Sri Lanka’da Nisan ayından bu yana üç genel grev yapıldı (8 Nisan, 6 Mayıs ve 10 Mayıs). Ayaklanma boyutuna varan kitlesel eylemler ise günden güne daha kitlesel daha militan bir nitelik kazandı. Toplumun en dinamik kesimlerini oluşturan işçiler, gençler ve tarım emekçileri neredeyse sokakları mesken tuttular. Zira bu sürede ne temel sorunların çözümü yönünde bir adım atıldı ne kitlelerin talepleri karşılandı.
Rejim bir süre önce -devlet başkanının kardeş olan- başbakanı feda etmiş, ancak icraatlarında kayda bir değişiklik yapmamıştı. Yolsuzluğa batmış dikta yönetimin uyguladığı neoliberal politikalar ülkeyi adım adım kaosa sürüklemiş, iki hafta önce rejim iflas ettiğini resmen ilan etmişti. O zamandan beri acil haller dışında petrol satışı durduruldu. Zira rejim petrol ithal edemez duruma düştü. Elektrik kesintileri, akar-yakıt yokluğu, artan enflasyon, gıda maddelerine erişim imkanlarının daralması gibi sorunlar kitleleri ‘sürekli isyan halinde’ tutmaya başladı.

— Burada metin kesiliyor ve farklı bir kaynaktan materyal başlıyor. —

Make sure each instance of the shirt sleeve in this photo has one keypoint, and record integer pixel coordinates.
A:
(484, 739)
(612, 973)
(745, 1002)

Sarayında sefahat sürmeye devam eden Devlet Başkanı Gotabaya Rajapaksa ‘kurtarma paketi’ için IMF ile görüşmeler yapmak ve halkın isyanını bastırabilmek için sıkıyönetim ilan etmek dışında bir şey yapmadı. 9 Temmuz günü için sokağa çıkma yasağına rağmen protesto eylemlerine devam kararı alınmış, sabah saatlerinde halk hükümet binası ile Gotabaya’nın sarayına baskın düzenleyerek fiilen rejimi çöküşün eşiğine sürüklemiştir.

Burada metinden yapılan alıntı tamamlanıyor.